Re: topics for the file system mini-summit

Matthew Wilcox <matthew@xxxxxx> · Thu, 1 Jun 2006 06:45:17 -0600

On Wed, May 31, 2006 at 08:24:18PM -0700, Valerie Henson wrote:
> Actually, the continuation inode is in B.  When we create a link in
> directory A to file C, a continuation inode for directory A is created
> in domain B, and a block containing the link to file C is allocated
> inside domain B as well.  So there is no continuation inode in domain
> A.
> 
> That being said, this idea is at the hand-waving stage and probably
> has many other (hopefully non-fatal) flaws.  Thanks for taking a look!

OK, so we really have two kinds of continuation inodes, and it might be
sensible to name them differently.  We have "here's some extra data for
that inode over there" and "here's a hardlink from another domain".  I
dub the first one a 'continuation inode' and the second a 'shadow inode'.

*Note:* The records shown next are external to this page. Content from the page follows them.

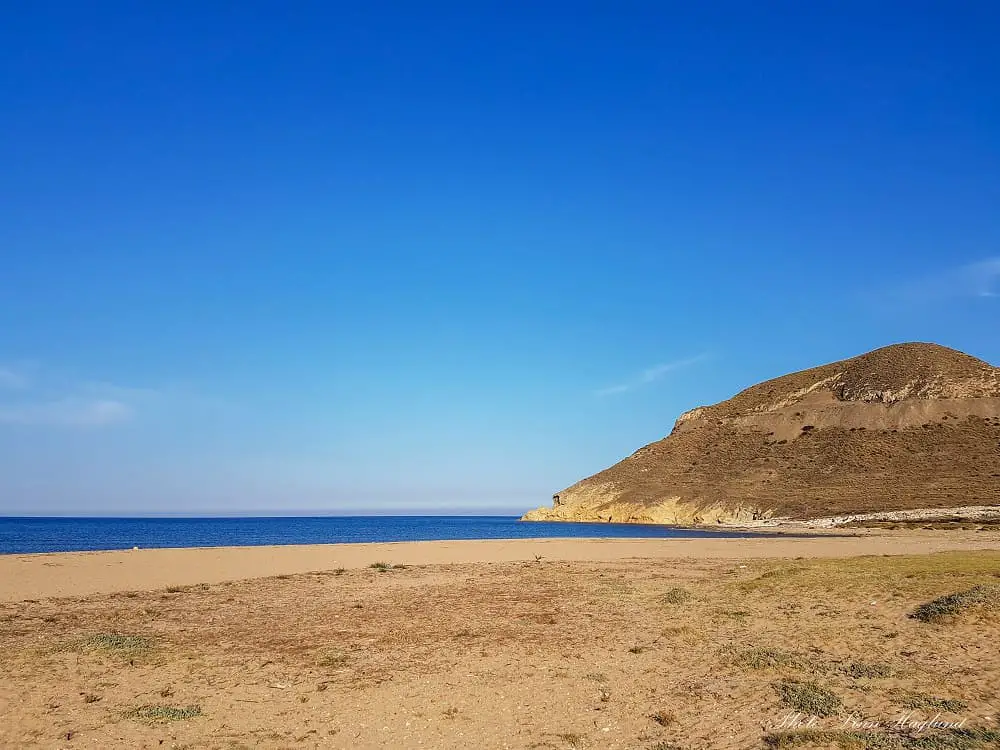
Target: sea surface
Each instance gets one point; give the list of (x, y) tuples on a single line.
[(22, 535)]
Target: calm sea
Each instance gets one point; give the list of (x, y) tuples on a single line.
[(20, 535)]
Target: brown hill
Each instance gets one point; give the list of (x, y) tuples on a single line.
[(903, 427)]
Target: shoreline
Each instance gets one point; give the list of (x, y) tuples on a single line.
[(73, 574)]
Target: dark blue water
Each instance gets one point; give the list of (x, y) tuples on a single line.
[(20, 535)]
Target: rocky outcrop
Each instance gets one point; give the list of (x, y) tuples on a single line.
[(903, 427)]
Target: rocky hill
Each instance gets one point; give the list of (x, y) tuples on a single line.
[(904, 427)]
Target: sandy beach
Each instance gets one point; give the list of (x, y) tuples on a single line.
[(654, 644), (39, 576)]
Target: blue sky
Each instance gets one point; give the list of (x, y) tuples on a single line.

Continuation inodes and shadow inodes both suffer from the problem
that they might be unwittingly orphaned, unless they have some kind of
back-link to their referrer.  That seems more soluble though.  The domain
B minifsck can check to see if the backlinked inode or directory is
still there.  If the domain A minifsck prunes something which has a link
to domain B, it should be able to just remove the continuation/shadow
inode there, without fscking domain B.

Another advantage to this is that inodes never refer to blocks outside
their zone, so we can forget about all this '64-bit block number' crap.
We don't even need 64-bit inode numbers -- we can use special direntries
for shadow inodes, and inodes which refer to continuation inodes need
a new encoding scheme anyway.  Normal inodes would remain 32-bit and
refer to the local domain, and shadow/continuation inode numbers would
be 32-bits of domain, plus 32-bits of inode within that domain.

So I like this ;-)

> > Surely XFS must have a more elegant solution than this?
> 
> val@goober:/usr/src/linux-2.6.16.19$ wc -l `find fs/xfs/ -type f`
> [snip]
>  109083 total

Well, yes.  I think that inside the Linux XFS implementation there's a
small and neat filesystem struggling to get out.  Once SGI finally dies,
perhaps we can rip out all the CXFS stubs and IRIX combatability.  Then
we might be able to see it.

For fun, if you're a masochist, try to follow the code flow for
something easy like fsync().

const struct file_operations xfs_file_operations = {
        .fsync          = xfs_file_fsync,
}

xfs_file_fsync(struct file *filp, struct dentry *dentry, int datasync)
{
        struct inode    *inode = dentry->d_inode;
        vnode_t         *vp = vn_from_inode(inode);
        int             error;
        int             flags = FSYNC_WAIT;

        if (datasync)
                flags |= FSYNC_DATA;
        VOP_FSYNC(vp, flags, NULL, (xfs_off_t)0, (xfs_off_t)-1, error);
        return -error;
}

#define _VOP_(op, vp)   (*((vnodeops_t *)(vp)->v_fops)->op)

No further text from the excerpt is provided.